What is Sprint Review?
Sprint Review is where the Scrum Team shows what was built and stakeholders respond. It's the event that prevents late-stage surprises — because feedback happens every sprint, not at the end of a quarter.
2020 Scrum Guide Definition
"The purpose of the Sprint Review is to inspect the outcome of the Sprint and determine future adaptations. The Scrum Team presents the results of their work to key stakeholders and progress toward the Product Goal is discussed."
Sprint Review vs. a status meeting
The 2020 Scrum Guide explicitly says Sprint Review is 'not a status meeting.' Here's the practical difference:
Status Meeting (wrong)
- ✗The team presents slides: "We completed 14 of 18 stories"
- ✗Stakeholders nod, ask about timelines
- ✗No product is shown — only numbers and percentages
- ✗Stakeholders leave without seeing anything real
- ✗Feedback: none (nothing to react to)
Sprint Review (correct)
- ✓Developers demo working software live
- ✓Stakeholders see actual features and give direct feedback
- ✓Product Owner facilitates: "Does this solve the problem?"
- ✓Backlog is adapted based on what stakeholders see
- ✓Feedback: specific, immediate, actionable
Why Sprint Review exists — the cost of skipping it
Teams that skip Sprint Review don't skip stakeholder feedback — they just receive it at the worst possible moment:
"Can we see a demo before it goes live?"
A stakeholder requests a one-on-one demo right before launch. The developer stops to set up a demo environment. Something unexpected is discovered. Emergency fixes under deadline pressure.
"Wait, this isn't what I had in mind at all."
6 weeks of work shown for the first time at launch. The stakeholder's mental model and what was built don't match. Rework costs 5-10x what earlier feedback would have.
"Can you also add X before the end of the quarter?"
Surprise scope added mid-sprint because there was no cadenced review moment. The team had no chance to factor it into a Sprint Goal.
"We need to get everyone in a room to align on direction."
An additional alignment meeting with 8 people. It happens because feedback hasn't been collected regularly. Sprint Review replaces this with a regular, structured alternative.

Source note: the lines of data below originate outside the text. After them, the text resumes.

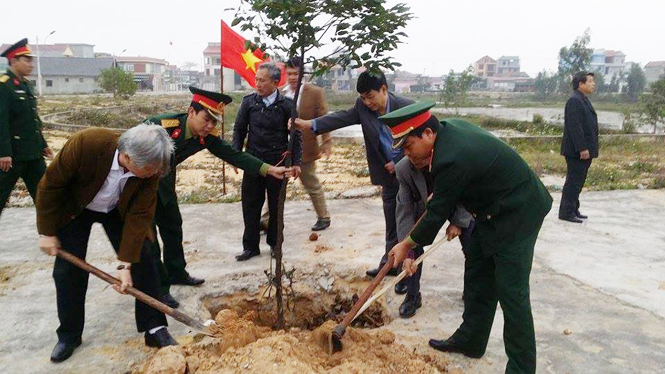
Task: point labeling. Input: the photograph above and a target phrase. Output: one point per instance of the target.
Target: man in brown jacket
(99, 176)
(311, 104)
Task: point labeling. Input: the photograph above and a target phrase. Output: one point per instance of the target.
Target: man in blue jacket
(579, 144)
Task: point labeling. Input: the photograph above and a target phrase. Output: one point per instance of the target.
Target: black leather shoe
(401, 287)
(63, 351)
(452, 346)
(571, 219)
(246, 255)
(170, 301)
(410, 305)
(188, 281)
(373, 272)
(161, 338)
(321, 224)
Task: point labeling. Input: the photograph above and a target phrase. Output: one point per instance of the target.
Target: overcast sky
(445, 35)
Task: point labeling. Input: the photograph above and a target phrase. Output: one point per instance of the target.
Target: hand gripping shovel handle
(146, 299)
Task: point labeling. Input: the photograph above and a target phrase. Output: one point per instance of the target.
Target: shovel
(340, 329)
(146, 299)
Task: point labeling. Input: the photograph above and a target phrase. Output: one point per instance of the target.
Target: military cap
(213, 101)
(404, 120)
(19, 49)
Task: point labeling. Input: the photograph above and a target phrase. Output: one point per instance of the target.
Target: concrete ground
(602, 282)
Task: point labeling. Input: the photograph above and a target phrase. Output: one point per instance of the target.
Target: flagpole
(221, 88)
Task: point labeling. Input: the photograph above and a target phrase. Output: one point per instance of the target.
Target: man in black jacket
(263, 119)
(374, 101)
(579, 144)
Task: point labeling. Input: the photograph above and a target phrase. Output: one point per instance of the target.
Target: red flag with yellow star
(241, 59)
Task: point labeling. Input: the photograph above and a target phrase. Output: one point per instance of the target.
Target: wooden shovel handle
(146, 299)
(367, 293)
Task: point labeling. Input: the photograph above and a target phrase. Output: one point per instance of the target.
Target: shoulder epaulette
(168, 123)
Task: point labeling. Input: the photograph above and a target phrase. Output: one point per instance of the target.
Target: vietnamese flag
(245, 62)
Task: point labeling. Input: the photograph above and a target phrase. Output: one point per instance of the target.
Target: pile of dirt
(240, 345)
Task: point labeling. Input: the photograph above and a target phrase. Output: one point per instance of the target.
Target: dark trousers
(504, 278)
(254, 190)
(575, 177)
(389, 197)
(169, 221)
(413, 282)
(71, 282)
(30, 171)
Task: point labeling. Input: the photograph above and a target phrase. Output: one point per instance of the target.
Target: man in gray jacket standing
(579, 145)
(374, 101)
(415, 187)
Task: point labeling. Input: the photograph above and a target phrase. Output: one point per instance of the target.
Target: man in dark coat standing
(374, 101)
(470, 166)
(579, 144)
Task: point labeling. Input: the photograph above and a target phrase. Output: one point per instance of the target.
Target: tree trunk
(277, 280)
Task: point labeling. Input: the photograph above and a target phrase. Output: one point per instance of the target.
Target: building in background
(508, 66)
(654, 71)
(485, 67)
(71, 75)
(148, 71)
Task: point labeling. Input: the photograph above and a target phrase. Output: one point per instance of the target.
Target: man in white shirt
(100, 177)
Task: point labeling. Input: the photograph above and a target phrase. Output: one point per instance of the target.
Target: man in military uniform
(192, 132)
(22, 145)
(472, 167)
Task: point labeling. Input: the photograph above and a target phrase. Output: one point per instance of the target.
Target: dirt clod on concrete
(241, 346)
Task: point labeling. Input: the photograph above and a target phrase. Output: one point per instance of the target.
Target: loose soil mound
(240, 345)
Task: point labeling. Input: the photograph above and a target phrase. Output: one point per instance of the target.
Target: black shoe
(401, 287)
(63, 351)
(321, 224)
(188, 280)
(451, 345)
(571, 219)
(246, 255)
(263, 226)
(374, 272)
(410, 305)
(170, 301)
(161, 338)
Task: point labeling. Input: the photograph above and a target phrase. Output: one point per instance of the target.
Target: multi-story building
(66, 68)
(148, 72)
(654, 71)
(609, 63)
(508, 66)
(212, 71)
(485, 67)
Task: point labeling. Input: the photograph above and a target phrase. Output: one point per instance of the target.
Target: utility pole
(39, 65)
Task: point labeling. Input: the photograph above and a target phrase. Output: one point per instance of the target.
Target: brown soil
(305, 309)
(241, 346)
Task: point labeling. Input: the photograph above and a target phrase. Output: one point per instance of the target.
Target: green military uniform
(485, 175)
(20, 136)
(167, 214)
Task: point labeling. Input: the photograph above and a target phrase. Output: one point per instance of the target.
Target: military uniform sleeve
(449, 182)
(240, 127)
(51, 199)
(575, 114)
(239, 159)
(404, 212)
(5, 132)
(337, 120)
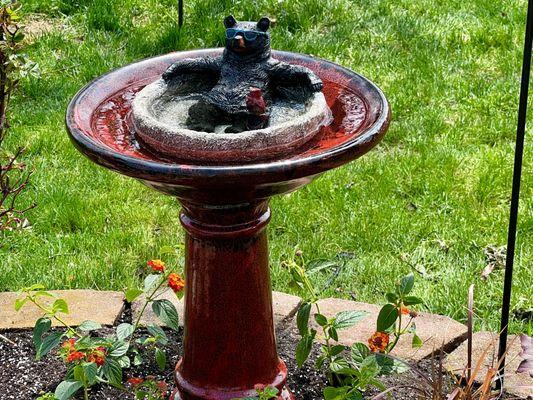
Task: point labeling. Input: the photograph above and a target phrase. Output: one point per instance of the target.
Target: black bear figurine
(247, 79)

Sprint Review vs. Sprint Retrospective
These two events happen back-to-back at the end of every Sprint — and they're frequently confused.

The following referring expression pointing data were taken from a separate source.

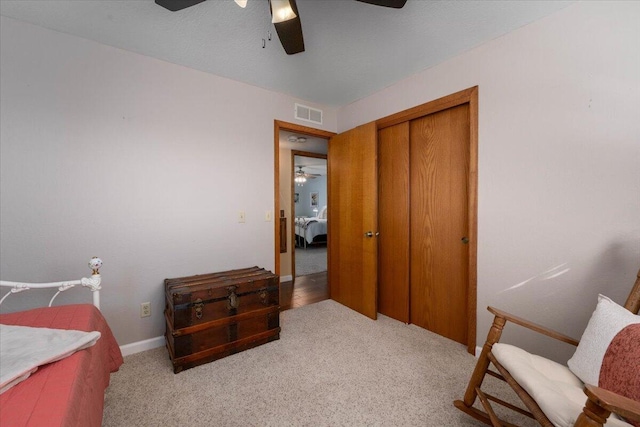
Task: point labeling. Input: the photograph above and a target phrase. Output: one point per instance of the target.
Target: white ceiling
(353, 49)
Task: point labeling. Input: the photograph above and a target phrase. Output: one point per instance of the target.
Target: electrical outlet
(145, 309)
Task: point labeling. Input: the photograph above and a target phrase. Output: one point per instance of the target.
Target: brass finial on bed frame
(94, 264)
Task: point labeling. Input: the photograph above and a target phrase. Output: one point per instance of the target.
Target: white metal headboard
(92, 283)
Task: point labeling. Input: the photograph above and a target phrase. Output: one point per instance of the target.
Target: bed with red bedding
(69, 392)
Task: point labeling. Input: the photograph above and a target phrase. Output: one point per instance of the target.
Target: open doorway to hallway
(301, 196)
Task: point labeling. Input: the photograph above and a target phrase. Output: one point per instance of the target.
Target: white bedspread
(23, 349)
(308, 228)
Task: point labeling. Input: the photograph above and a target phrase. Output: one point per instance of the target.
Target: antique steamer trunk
(211, 316)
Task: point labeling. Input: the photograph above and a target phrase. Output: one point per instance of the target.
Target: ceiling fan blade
(396, 4)
(290, 32)
(175, 5)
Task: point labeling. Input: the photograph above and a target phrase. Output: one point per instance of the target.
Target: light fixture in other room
(300, 177)
(282, 11)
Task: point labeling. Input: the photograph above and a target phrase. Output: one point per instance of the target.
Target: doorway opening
(300, 244)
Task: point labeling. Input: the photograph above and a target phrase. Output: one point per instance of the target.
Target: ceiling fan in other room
(301, 176)
(284, 16)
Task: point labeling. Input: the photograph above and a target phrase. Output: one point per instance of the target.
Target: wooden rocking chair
(600, 403)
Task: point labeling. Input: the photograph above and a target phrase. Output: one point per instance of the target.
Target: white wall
(141, 162)
(559, 161)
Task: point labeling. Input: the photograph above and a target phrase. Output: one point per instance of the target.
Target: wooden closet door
(352, 219)
(439, 165)
(393, 220)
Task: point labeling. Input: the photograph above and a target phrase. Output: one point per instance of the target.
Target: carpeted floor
(331, 367)
(311, 260)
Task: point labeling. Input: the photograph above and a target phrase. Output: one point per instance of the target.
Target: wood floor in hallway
(304, 290)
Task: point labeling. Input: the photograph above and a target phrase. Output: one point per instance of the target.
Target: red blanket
(69, 392)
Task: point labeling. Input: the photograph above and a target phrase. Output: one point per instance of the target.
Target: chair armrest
(612, 402)
(533, 326)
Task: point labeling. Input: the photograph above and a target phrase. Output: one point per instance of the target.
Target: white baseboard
(137, 347)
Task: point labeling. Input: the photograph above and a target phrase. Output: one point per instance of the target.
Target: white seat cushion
(553, 386)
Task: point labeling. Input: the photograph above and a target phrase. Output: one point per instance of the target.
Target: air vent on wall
(308, 114)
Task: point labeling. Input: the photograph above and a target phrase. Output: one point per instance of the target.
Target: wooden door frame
(299, 153)
(466, 96)
(278, 126)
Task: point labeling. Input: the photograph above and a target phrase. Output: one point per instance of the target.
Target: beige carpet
(331, 367)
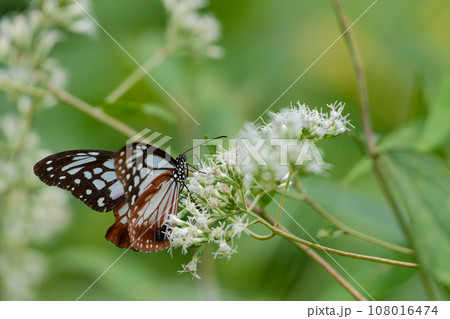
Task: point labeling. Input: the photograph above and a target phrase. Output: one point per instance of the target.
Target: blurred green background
(405, 46)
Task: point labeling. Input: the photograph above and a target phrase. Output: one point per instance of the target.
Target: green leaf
(160, 112)
(436, 129)
(421, 183)
(122, 107)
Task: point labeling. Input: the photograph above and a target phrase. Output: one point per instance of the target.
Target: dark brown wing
(88, 174)
(151, 193)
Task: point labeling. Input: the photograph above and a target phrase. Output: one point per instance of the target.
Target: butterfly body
(140, 183)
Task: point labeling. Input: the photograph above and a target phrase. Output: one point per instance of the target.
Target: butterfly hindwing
(88, 174)
(146, 172)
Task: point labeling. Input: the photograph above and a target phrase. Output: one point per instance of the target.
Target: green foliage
(405, 59)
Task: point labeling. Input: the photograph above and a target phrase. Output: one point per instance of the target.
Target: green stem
(71, 100)
(293, 238)
(372, 150)
(283, 197)
(138, 74)
(339, 224)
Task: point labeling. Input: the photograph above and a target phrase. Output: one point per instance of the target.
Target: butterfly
(140, 183)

| Sprint Review | Sprint Retrospective | |
|---|---|---|
| Focus | The product (what was built) | The team (how we worked) |
| Who attends | Scrum Team + stakeholders | Scrum Team only |
| Output | Updated Product Backlog | Team improvement plan |
| Max duration (1-month) | 4h | 3h |
Common Sprint Review mistakes
Presenting slides instead of software
Sprint Review is for inspecting the Increment — working software. Slides summarizing what was done miss the entire point. Stakeholders can't give useful feedback on descriptions; they can on live software.

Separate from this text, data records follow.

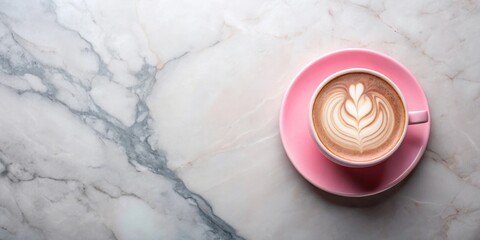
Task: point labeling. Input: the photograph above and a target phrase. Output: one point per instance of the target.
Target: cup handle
(416, 117)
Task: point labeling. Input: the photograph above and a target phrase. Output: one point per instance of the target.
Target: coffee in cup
(358, 117)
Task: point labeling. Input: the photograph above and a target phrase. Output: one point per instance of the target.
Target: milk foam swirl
(356, 119)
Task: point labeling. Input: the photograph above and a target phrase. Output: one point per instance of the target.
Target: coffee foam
(355, 116)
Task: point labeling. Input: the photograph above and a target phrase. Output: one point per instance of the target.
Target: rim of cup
(338, 159)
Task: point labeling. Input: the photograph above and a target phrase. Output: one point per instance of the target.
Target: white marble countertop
(159, 119)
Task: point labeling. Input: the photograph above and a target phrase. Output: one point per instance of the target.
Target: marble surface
(159, 119)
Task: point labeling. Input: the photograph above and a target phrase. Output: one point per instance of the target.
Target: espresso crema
(359, 117)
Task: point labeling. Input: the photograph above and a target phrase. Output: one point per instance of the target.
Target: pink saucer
(307, 158)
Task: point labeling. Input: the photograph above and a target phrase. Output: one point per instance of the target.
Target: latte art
(358, 117)
(361, 121)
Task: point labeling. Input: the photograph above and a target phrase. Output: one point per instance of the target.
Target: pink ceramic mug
(412, 117)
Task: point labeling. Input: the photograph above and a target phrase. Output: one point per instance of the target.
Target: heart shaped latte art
(357, 120)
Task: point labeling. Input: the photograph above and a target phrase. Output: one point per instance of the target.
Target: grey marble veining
(159, 119)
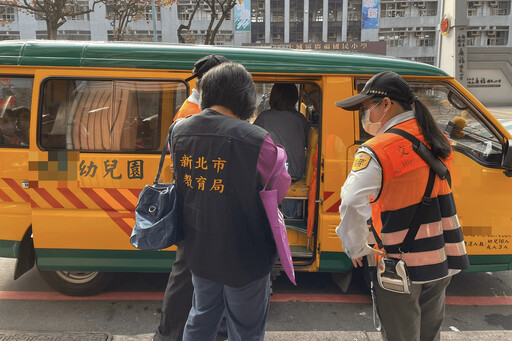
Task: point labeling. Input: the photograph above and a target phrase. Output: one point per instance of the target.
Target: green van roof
(182, 57)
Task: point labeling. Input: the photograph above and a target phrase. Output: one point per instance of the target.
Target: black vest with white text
(228, 237)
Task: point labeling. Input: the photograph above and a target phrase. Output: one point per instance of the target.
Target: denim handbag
(156, 215)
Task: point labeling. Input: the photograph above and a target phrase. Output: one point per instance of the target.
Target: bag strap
(436, 167)
(164, 152)
(273, 174)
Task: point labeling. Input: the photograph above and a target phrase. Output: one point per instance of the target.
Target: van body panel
(104, 260)
(94, 194)
(183, 57)
(77, 182)
(9, 248)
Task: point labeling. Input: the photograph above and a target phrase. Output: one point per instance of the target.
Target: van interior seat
(99, 126)
(300, 188)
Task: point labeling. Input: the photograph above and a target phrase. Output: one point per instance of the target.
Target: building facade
(410, 29)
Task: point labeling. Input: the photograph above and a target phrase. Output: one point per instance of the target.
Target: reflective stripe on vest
(439, 244)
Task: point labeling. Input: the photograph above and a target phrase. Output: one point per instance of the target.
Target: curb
(493, 335)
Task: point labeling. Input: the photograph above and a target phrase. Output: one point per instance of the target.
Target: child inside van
(8, 129)
(287, 126)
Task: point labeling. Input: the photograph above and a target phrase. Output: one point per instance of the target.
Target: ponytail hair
(438, 142)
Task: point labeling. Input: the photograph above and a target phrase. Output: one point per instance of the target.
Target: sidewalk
(505, 335)
(270, 336)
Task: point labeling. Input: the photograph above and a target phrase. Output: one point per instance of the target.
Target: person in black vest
(178, 292)
(221, 163)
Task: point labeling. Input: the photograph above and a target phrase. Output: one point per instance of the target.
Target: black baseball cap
(384, 84)
(206, 63)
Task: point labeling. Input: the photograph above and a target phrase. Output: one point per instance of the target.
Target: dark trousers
(177, 301)
(246, 309)
(412, 317)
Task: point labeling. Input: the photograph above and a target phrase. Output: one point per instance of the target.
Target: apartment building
(408, 28)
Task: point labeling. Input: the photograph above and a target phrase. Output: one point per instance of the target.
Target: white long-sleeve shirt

Treating it as a pass/fail gate
Sprint Review is not a formal sign-off or approval meeting. The Increment is either Done or not Done — the Definition of Done is the bar, not stakeholder approval. The Review is for feedback and adaptation.
Showing items that aren't Done
If an item doesn't meet the Definition of Done, it doesn't get demoed. Showing half-done work misleads stakeholders about what's actually ready. Only Done work is shown.
Running it without the Product Owner's facilitation
The Product Owner owns the Product Backlog and the stakeholder relationship. If Developers run the Sprint Review without PO facilitation, backlog adaptation decisions happen without the right authority in the room.
Frequently asked questions
What is a Sprint Review?
Sprint Review is the Scrum event at the end of each Sprint where the team shows what was built to stakeholders. Its purpose is to inspect the Increment and adapt the Product Backlog based on feedback. The 2020 Scrum Guide calls it 'an informal meeting, not a status meeting.'
Who attends Sprint Review?
The Scrum Team (Product Owner, Scrum Master, Developers) and key stakeholders invited by the Product Owner. This is the Scrum event where stakeholders participate directly — they give feedback on the Increment and the PO uses it to adapt the backlog.
How long is a Sprint Review?
Maximum 4 hours for a one-month Sprint. For shorter sprints: 2-week sprints usually need 1–2 hours. The timebox keeps Sprint Review focused on feedback, not a presentation marathon.
What's the difference between Sprint Review and Sprint Retrospective?
Sprint Review inspects the Increment (what was built) with stakeholders — it's about the product. Sprint Retrospective inspects the team process (how we worked) — it's about the team. Review adapts the Product Backlog; Retrospective creates a team improvement plan.
What happens after a Sprint Review?
The Product Backlog is updated based on stakeholder feedback. New items may be added, existing items reprioritized, or items removed. The Sprint Retrospective follows the Sprint Review, before the next Sprint begins.